In mezzo, sballottata tra questi sentimenti, la giovane Shizukuishi, senza amici, senza famiglia, con l'unico conforto delle erbe essiccate che ha portato con sè, dei preziosi insegnamenti della nonna sul potere terapeutico di un tè bollente e dei suoi amati, amatissimi cactus, coi quali Shizukuishi parla ed ai quali dedica cure amorevoli, certa che qualunque creatura vivente - sia essa una piantina dalle spine aguzze o un essere umano - sia meritevole d'amore.
Come può questa piccola e fragile diciottenne trovare il suo equilibrio nella giungla asfaltata? Senza svelare troppo della trama - il libro va gustato, lentamente, proprio come una bella tazza di tè - basta dire che interverranno un tramonto in un grande giardino botanico, il giovane custode di quest'ultimo e, soprattutto, Kaede, affascinante sensitivo ipovedente, presso il quale Shizukuishi inizia a lavorare come assistente.

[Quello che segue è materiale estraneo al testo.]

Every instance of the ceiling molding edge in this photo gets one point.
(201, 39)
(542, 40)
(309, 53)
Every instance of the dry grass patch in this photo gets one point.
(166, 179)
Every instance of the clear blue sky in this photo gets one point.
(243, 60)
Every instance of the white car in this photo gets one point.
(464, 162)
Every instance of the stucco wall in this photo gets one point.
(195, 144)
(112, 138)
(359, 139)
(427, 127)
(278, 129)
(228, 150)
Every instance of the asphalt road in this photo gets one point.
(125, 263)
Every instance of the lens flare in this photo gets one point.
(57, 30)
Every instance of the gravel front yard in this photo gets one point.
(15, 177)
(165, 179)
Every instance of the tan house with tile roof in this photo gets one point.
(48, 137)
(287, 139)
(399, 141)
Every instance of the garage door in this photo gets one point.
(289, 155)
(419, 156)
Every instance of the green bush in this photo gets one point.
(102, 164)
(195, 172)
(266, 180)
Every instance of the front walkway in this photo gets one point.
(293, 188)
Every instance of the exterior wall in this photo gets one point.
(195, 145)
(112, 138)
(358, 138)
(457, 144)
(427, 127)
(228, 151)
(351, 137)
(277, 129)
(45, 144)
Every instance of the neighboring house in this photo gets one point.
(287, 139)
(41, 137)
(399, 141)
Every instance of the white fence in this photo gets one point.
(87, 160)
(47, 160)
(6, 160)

Un libro delicato come un acquerello sulla vita, sui cambiamenti, sulla possibilità straordinaria che abbiamo di intervenire - positivamente - nelle vite degli altri, e sul destino.


UN ASSAGGIO:

"Ci svegliavamo ogni mattina alle cinque per andare a cogliere le erbe medicinali. La prima parte della giornata era dedicata interamente a farle essiccare, tagliarle e ricavarne gli estratti utilizzando una speciale acqua sorgiva o il calore diretto del sole, mentre nel pomeriggio ci occupavamo dei clienti. Nel nostro sgangherato negozio una confezione di tè costava sempre duemila yen, indipendentemente dal numero delle persone che l'acquistavano e dall'impegno che la preparazione aveva richiesto, quindi vivevamo in condizioni piuttosto modeste.

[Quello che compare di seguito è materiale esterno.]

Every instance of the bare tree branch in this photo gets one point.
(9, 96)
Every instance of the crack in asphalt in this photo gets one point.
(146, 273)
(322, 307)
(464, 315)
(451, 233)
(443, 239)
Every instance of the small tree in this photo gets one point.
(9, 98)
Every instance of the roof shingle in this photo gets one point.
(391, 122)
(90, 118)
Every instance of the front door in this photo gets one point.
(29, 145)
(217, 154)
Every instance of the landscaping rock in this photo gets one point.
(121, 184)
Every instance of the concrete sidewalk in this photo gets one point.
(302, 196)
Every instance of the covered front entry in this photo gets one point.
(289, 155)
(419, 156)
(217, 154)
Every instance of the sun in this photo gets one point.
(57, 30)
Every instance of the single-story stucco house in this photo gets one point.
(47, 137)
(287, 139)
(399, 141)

Tutti quelli che passavano, però, fosse anche solo per far visita alla nonna, portavano dei doni, il che ci garantiva almeno da mangiare. Un cacciatore della zona ci regalava carne di cinghiale e di coniglio, e inoltre il fiume era ricco di pesce. In primavera cresceva ogni genere di pianta e non avevamo problemi, le estati erano fresche, d'autunno eravamo indaffarate a raccogliere frutti, gli inverni erano freddi, ma il nostro vicino cacciatore veniva sempre a tagliarci la legna per il camino. Non ho mai avuto la sensazione che ci mancasse qualcosa, anzi, la nostra era una vita molto felice.
Le pareti di casa erano tappezzate di cartoline e lettere di ringraziamento giunte da tutto il Giappone. Quando ci sentivamo un po' abbattute ci bastava guardarle per ricordarci del sorriso di quelle persone e capire che dovevamo continuare a fare del nostro meglio."